Die Maßnahmen, mit denen Bund und Länder die Corona-Pandemie im November bremsen wollen, sind noch nicht in Kraft. Aber ihre Wirkung wird schon überall diskutiert.
Von Politikern, von Experten, von Betroffenen. Wer vertritt welche Position?
These 1: Die Maßnahmen sind genau richtig
Logischerweise sind es die Politiker der Regierungen in Bund und Ländern, die das Maßnahmenpaket für angemessen halten. Die aktuellen Infektionszahlen hätten diese Reaktion nötig gemacht. Laut Robert-Koch-Institut lässt sich derzeit bei 75 Prozent der Infektionen nicht mehr nachvollziehen, wo die Ansteckung erfolgt ist.
Ein prominentes Beispiel ist Gesundheitsminister Jens Spahn (CDU). Spahn befindet sich wegen eines positiven Coronatests seit vergangener Woche in häuslicher Quarantäne. Wo er sich angesteckt habe, wisse er immer noch nicht, sagte er am Donnerstag im WDR.
Eine Senkung der Zahlen würde nicht nur den überlasteten Gesundheitsämtern helfen, sondern auch den Krankenhäusern helfen. Derzeit sind 1569 Corona-Patienten auf Intensivstationen. Von den über 29.000 Intensivbetten in Deutschland sind noch 7.546 frei.
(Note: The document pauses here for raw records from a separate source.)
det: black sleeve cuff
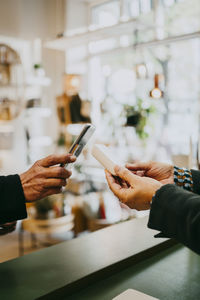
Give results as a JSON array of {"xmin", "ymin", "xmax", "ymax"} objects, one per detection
[
  {"xmin": 191, "ymin": 170, "xmax": 200, "ymax": 195},
  {"xmin": 0, "ymin": 174, "xmax": 27, "ymax": 224}
]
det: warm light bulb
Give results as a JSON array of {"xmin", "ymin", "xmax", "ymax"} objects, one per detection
[{"xmin": 150, "ymin": 88, "xmax": 163, "ymax": 99}]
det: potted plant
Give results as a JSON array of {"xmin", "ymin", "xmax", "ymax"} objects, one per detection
[{"xmin": 124, "ymin": 98, "xmax": 155, "ymax": 139}]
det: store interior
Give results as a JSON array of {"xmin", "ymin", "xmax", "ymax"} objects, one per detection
[{"xmin": 0, "ymin": 0, "xmax": 200, "ymax": 262}]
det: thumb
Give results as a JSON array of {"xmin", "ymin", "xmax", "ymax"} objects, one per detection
[
  {"xmin": 115, "ymin": 166, "xmax": 141, "ymax": 186},
  {"xmin": 126, "ymin": 162, "xmax": 151, "ymax": 171}
]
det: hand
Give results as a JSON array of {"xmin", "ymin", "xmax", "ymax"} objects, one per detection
[
  {"xmin": 0, "ymin": 221, "xmax": 17, "ymax": 235},
  {"xmin": 106, "ymin": 166, "xmax": 162, "ymax": 210},
  {"xmin": 126, "ymin": 161, "xmax": 174, "ymax": 184},
  {"xmin": 20, "ymin": 154, "xmax": 76, "ymax": 202}
]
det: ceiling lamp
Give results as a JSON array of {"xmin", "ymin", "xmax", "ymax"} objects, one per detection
[
  {"xmin": 149, "ymin": 74, "xmax": 164, "ymax": 99},
  {"xmin": 135, "ymin": 63, "xmax": 148, "ymax": 79}
]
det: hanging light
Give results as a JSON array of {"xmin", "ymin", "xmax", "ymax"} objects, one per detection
[
  {"xmin": 135, "ymin": 63, "xmax": 148, "ymax": 79},
  {"xmin": 149, "ymin": 74, "xmax": 164, "ymax": 99}
]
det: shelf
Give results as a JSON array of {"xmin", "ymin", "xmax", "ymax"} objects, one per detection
[{"xmin": 45, "ymin": 19, "xmax": 148, "ymax": 51}]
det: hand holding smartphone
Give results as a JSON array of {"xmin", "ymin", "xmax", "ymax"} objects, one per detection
[{"xmin": 61, "ymin": 124, "xmax": 95, "ymax": 167}]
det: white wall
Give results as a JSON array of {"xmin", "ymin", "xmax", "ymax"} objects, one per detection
[
  {"xmin": 0, "ymin": 0, "xmax": 65, "ymax": 141},
  {"xmin": 65, "ymin": 0, "xmax": 88, "ymax": 31}
]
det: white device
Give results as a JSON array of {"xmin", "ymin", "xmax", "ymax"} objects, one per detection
[
  {"xmin": 92, "ymin": 144, "xmax": 118, "ymax": 175},
  {"xmin": 113, "ymin": 289, "xmax": 159, "ymax": 300}
]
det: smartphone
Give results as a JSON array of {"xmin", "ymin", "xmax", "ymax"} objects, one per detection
[{"xmin": 61, "ymin": 124, "xmax": 95, "ymax": 167}]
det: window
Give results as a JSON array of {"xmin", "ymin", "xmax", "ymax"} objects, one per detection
[{"xmin": 91, "ymin": 0, "xmax": 120, "ymax": 28}]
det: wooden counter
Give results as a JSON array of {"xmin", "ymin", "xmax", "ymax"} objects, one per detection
[{"xmin": 0, "ymin": 218, "xmax": 177, "ymax": 300}]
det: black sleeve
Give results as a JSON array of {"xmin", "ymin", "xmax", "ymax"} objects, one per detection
[
  {"xmin": 191, "ymin": 170, "xmax": 200, "ymax": 195},
  {"xmin": 148, "ymin": 184, "xmax": 200, "ymax": 254},
  {"xmin": 0, "ymin": 175, "xmax": 27, "ymax": 224}
]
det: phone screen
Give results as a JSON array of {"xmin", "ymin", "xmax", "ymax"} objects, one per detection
[
  {"xmin": 61, "ymin": 124, "xmax": 95, "ymax": 167},
  {"xmin": 69, "ymin": 124, "xmax": 95, "ymax": 157}
]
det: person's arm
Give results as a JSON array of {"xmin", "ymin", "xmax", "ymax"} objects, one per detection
[
  {"xmin": 148, "ymin": 184, "xmax": 200, "ymax": 254},
  {"xmin": 0, "ymin": 175, "xmax": 27, "ymax": 224},
  {"xmin": 0, "ymin": 154, "xmax": 76, "ymax": 226}
]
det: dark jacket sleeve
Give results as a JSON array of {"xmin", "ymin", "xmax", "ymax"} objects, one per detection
[
  {"xmin": 0, "ymin": 175, "xmax": 27, "ymax": 224},
  {"xmin": 148, "ymin": 184, "xmax": 200, "ymax": 254},
  {"xmin": 191, "ymin": 170, "xmax": 200, "ymax": 195}
]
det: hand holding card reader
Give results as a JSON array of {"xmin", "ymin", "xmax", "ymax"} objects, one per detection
[{"xmin": 61, "ymin": 124, "xmax": 95, "ymax": 168}]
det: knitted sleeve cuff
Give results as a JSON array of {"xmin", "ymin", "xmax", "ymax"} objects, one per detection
[{"xmin": 174, "ymin": 166, "xmax": 194, "ymax": 192}]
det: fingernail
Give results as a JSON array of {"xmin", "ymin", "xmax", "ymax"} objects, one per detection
[
  {"xmin": 115, "ymin": 166, "xmax": 120, "ymax": 172},
  {"xmin": 70, "ymin": 155, "xmax": 76, "ymax": 160}
]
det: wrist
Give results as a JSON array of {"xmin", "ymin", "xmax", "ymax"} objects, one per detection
[{"xmin": 174, "ymin": 166, "xmax": 193, "ymax": 191}]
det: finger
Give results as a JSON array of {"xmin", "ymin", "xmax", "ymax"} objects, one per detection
[
  {"xmin": 106, "ymin": 171, "xmax": 127, "ymax": 202},
  {"xmin": 45, "ymin": 167, "xmax": 72, "ymax": 179},
  {"xmin": 38, "ymin": 154, "xmax": 76, "ymax": 167},
  {"xmin": 44, "ymin": 188, "xmax": 62, "ymax": 198},
  {"xmin": 0, "ymin": 221, "xmax": 17, "ymax": 228},
  {"xmin": 115, "ymin": 166, "xmax": 141, "ymax": 186},
  {"xmin": 105, "ymin": 170, "xmax": 121, "ymax": 190},
  {"xmin": 44, "ymin": 178, "xmax": 67, "ymax": 189},
  {"xmin": 0, "ymin": 227, "xmax": 15, "ymax": 235},
  {"xmin": 126, "ymin": 162, "xmax": 150, "ymax": 171}
]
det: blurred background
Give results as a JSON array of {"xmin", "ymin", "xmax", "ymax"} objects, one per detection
[{"xmin": 0, "ymin": 0, "xmax": 200, "ymax": 261}]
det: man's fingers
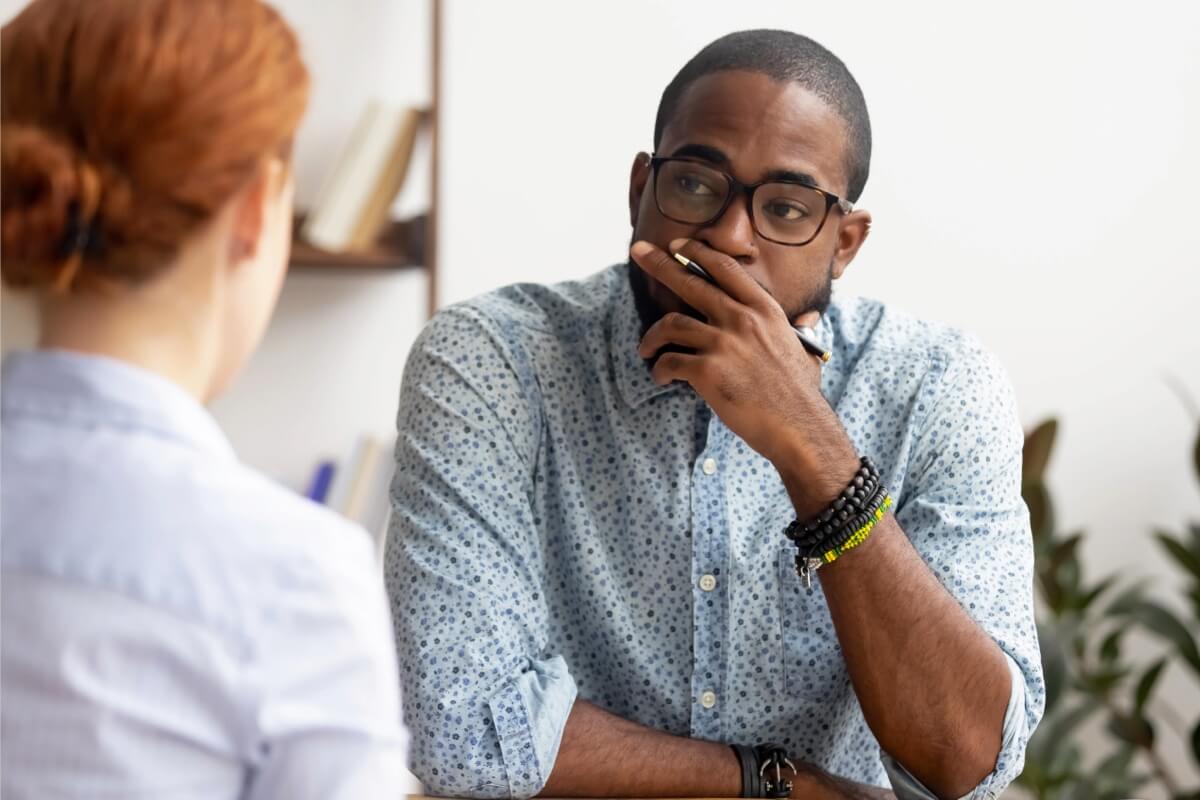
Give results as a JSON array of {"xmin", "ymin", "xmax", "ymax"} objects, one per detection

"Wir sind nicht in einem Notstand", sagte NRW-Ministerpräsident Armin Laschet (CDU) am Mittwoch. Man müsse aber präventive Maßnahmen treffen, um diesen zu verhindern.
Auch der Virologe Martin Stürmer hält die Maßnahmen für sinnvoll. Die Fallzahlen hätten gezeigt: Die Menschen seien "zu leichtsinnig" geworden. Christian Drosten, Chef-Virologe bei der Berliner "Charité", hatte ebenfalls für einen zeitlich begrenzten Lockdown plädiert.
These 2: Die Maßnahmen sind zu streng
Es sind vor allem wirtschaftlich konkret Betroffene, die die Maßnahmen für zu streng halten. So verweist man im Hotel- und Gastronomiegewerbe auf vorhandene Hygienekonzepte. Man sei kein Treiber der Pandemie, sagte Guido Zöllick vom Deutschen Hotel und Gaststättenverband (DEHOGA).
Eine Lageeinschätzung des RKI vom 20. Oktober bestätigt das: Danach spielten Übernachtungen und Speisestätten eine geringere Rolle bei Infektionen als Privathaushalte, Arbeitsstätten oder Freizeitaktivitäten.
Auch Bundesligavereine wie Borussia Dortmund sehen die Entscheidung kritisch. Der Profisport sei "nachweislich" kein Treiber der Pandemie, daher sei es schwierig zu akzeptieren, dass diese Fakten nicht zählten, hieß es in einer Mitteilung.
Der FDP-Vorsitzende Christian Lindner hält die Maßnahmen ebenfalls in Teilen für überzogen. Viele Schließungen seien für den Gesundheitsschutz "unnötig". AfD-Co-Fraktionschef Alexander Gauland sprach von einer "Corona-Diktatur".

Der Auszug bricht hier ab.